Mr Wright said the controversy over lockdown parties in Downing Street had done "lasting damage" to the party.
The scale of Covid rule-breaking within government was laid bare in a report by senior official Sue Gray last week.
Eleven Tory MPs have publicly urged the PM to quit since it was published, bringing the total number to 27.
Most of the 27 have submitted letters of no confidence in Mr Johnson's leadership, including Elliot Colburn, who was elected in 2019.
On Monday Mr Colburn, who won his South London seat of Carshalton and Wallington from the Lib Dems by 629 votes, confirmed he had taken that step, followed by his Conservative colleague Andrew Bridgen.
In a statement emailed to his constituents, Mr Bridgen said "it may well be the numbers are close to triggering a vote of no confidence".
Others may have submitted letters without without making it known publicly.
Only Sir Graham Brady, chairman of the 1922 Committee of backbench Tory MPs, knows the exact number, and he is not expected to say anything until he has received 54 letters.

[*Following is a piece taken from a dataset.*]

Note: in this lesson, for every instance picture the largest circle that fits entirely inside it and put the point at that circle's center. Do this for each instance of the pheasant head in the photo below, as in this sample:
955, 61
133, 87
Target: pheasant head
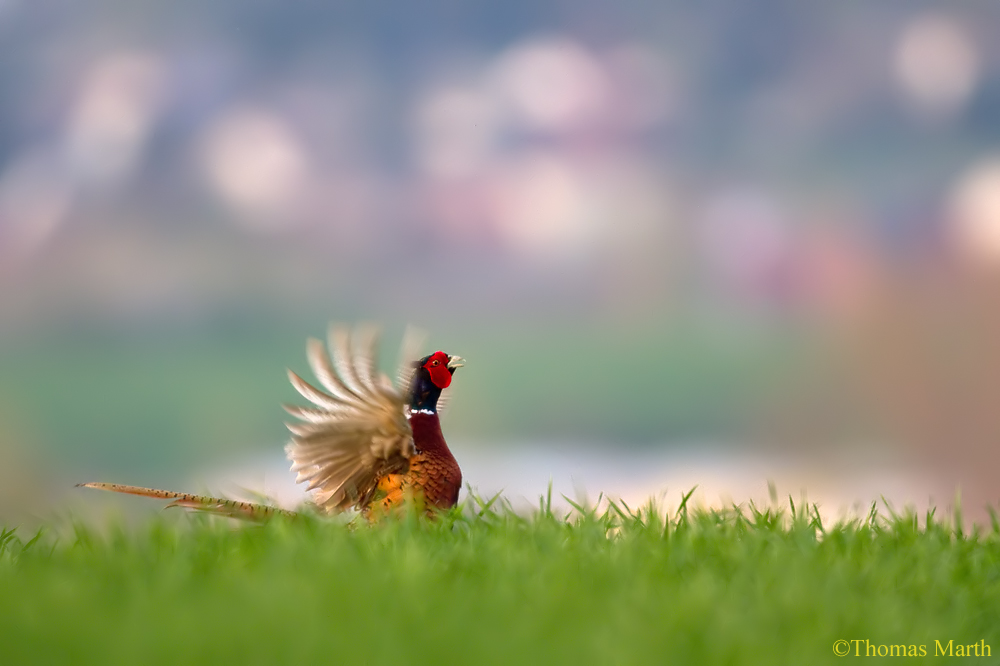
432, 375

That is the threshold that needs to be reached to trigger a confidence vote.
Mr Wright, who was attorney general under former Conservative prime ministers David Cameron and Theresa May, is among the most senior Conservatives to break ranks with Mr Johnson.
The barrister was culture secretary for a year until Mr Johnson took office in July 2019, when he was replaced in a cabinet reshuffle.
In a lengthy statement on his website, the Conservative MP said that the controversy around gatherings in Downing Street and Whitehall while Covid restrictions were in place "have done real and lasting damage to the reputation not just of this Government but to the institutions and authority of government more generally".
Mr Wright went on to say: "Putting that right matters hugely to the essence of government authority and to the effectiveness of government policy, and I cannot see that the moving on of civil servants or apologies, however heartfelt, will succeed in doing so."
Mr Wright said that "for the good of this and future governments, the prime minister should resign".
The MP, who campaigned for Remain ahead of the EU referendum in 2016, is a member of the Committee on Standards in Public Life, which advises the prime minister on ethics within government.
The committee made recommendations for reforms to the ministerial code, some of which were implemented in a contentious shake-up of the government guidelines unveiled last week.
The reforms came as Mr Johnson faces an inquiry by another committee into whether he misled MPs about lockdown-busting parties in Downing Street.
Cabinet ministers have rallied to Mr Johnson's defence since the publication of Mr Gray's report, while other Tory MPs have not backed calls for his resignation.
Conservative MP Anthony Browne told the BBC that while the revelations about parties had been "very painful", the prime minister had got the "big measures right" on the pandemic and the war in Ukraine.
Jeremy Wright's lengthy statement clearly isn't a knee-jerk reaction to the Sue Gray report.
Stretching to more than 2,000 words, the statement seems at pains to make clear he has considered his position before calling on the prime minister to quit.
He says in his view there is not yet enough evidence to conclude the prime minister deliberately misled parliament about parties - which is perhaps one of the most serious charges he faces in the eyes of many Tory MPs.
However, Mr Wright says the whole saga has done such damage to the government's reputation that it could hinder its ability to respond to the country's challenges.
That's ultimately what might prove most dangerous for the prime minister.
No 10 might hope people can "move on" from the ins and outs of Partygate itself, but if enough Conservative MPs conclude it has done lasting damage to the credibility of government, then the trickle calling on Mr Johnson to go might not dry up any time soon.
Meanwhile, Labour has called for the publication of text messages sent by Mr Johnson's wife about a potentially rule-breaking event in the Downing Street flat.
The Sunday Times has reported there is evidence Carrie Johnson organised a gathering for the PM's 56th birthday in their flat, on 19 June 2020.
There was no mention of this gathering in Ms Gray's report, which only referenced Mrs Johnson once in connection with a birthday party for the PM in the Cabinet Room earlier that day.
The long-awaited report by Ms Gray detailed examples of excessive drinking, mistreatment of cleaners and security staff, and repeated Covid rule-breaking during the pandemic.
Ms Gray's report followed the conclusion of a separate Metropolitan Police investigation into 12 lockdown parties in Downing Street and on other government offices.
The force handed out 126 fixed penalty notices for rule breaches, with the prime minister receiving a single fine for attending a birthday party in the Cabinet Room in June 2020.
In Parliament last week, Mr Johnson said he took "full responsibility for everything that took place on my watch".
He told MPs that when he had previously said "the rules and guidance had been followed at all times", it had been "what I believed to be true".
He said he had also apologised personally to Downing Street cleaners and custodians for the "unacceptable" behaviour of some of his officials.